Networking / Beginners


Wireless devices connected together into a network, whether ad hoc or infrastructure, require some way to identify that network. Packets bound for computers within the network need to go where they're supposed to go, even when you have more than one Wi-Fi network overlapping. The jargon gets a little crazy here, especially because marketing has come into the mix.

The Basic Service Set Identifier (BSSID) defines the most basic infrastructure mode network, a BSS of one WAP and one or more wireless nodes. With such a simple network, the Wi-Fi folks didn't see any reason to create some new numbering or naming scheme, so they made the BSSID the same as the MAC address for the WAP. Simple! Ah, but what to do about ad-hoc networks that don't have a WAP? The nodes that connect in an IBSS randomly generate a 48-bit string of numbers that looks and functions just like a MAC address, and that BSSID goes in every packet.

You could, if required, discover the MAC address for the WAP in a BSS and manually type that into the network name field when setting up a wireless computer. But that brings up two problems. First, people don't want to remember strings of 48 digits, even if translated out as six hexadecimal octets, like A9-45-F2-3E-CA-12. People want names. Second, how do you connect two or more computers together into an IBSS when the BSSID has to be randomly generated?

The Wi-Fi folks created another level of naming called a Service Set Identifier (SSID), a standard name applied to the BSS or IBSS to help connection happen. The SSID- sometimes called a network name-is a 32-bit identification string that's inserted into the header of each data packet processed by a WAP. Every Wi-Fi device must share the same SSID to communicate in a single network.

So let's take it one step further into a Wi-Fi network that has multiple WAPs, an ESS. How do you determine the network name at this level? You simply repurpose the SSID, only apply it to the ESS as an Extended Service Set Identifier (ESSID).

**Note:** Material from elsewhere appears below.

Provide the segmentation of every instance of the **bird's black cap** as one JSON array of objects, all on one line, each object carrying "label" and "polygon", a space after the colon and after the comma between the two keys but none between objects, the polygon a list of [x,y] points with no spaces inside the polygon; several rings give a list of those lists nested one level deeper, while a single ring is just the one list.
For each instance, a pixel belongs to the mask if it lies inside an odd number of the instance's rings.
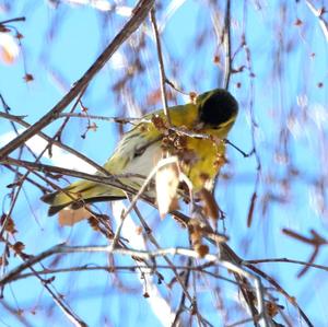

Unfortunately, most Wi-Fi devices just use the term SSID, not ESSID. When you configure a wireless device to connect to an ESS, you're technically using the ESSID rather than just the SSID, but the manufacturer often has tried to make it simple for you by using only the term SSID.

TIP The CompTIA Network+ certification exam uses the two terms-SSID and ESSID-interchangeably. Concentrate on these two terms for the exam.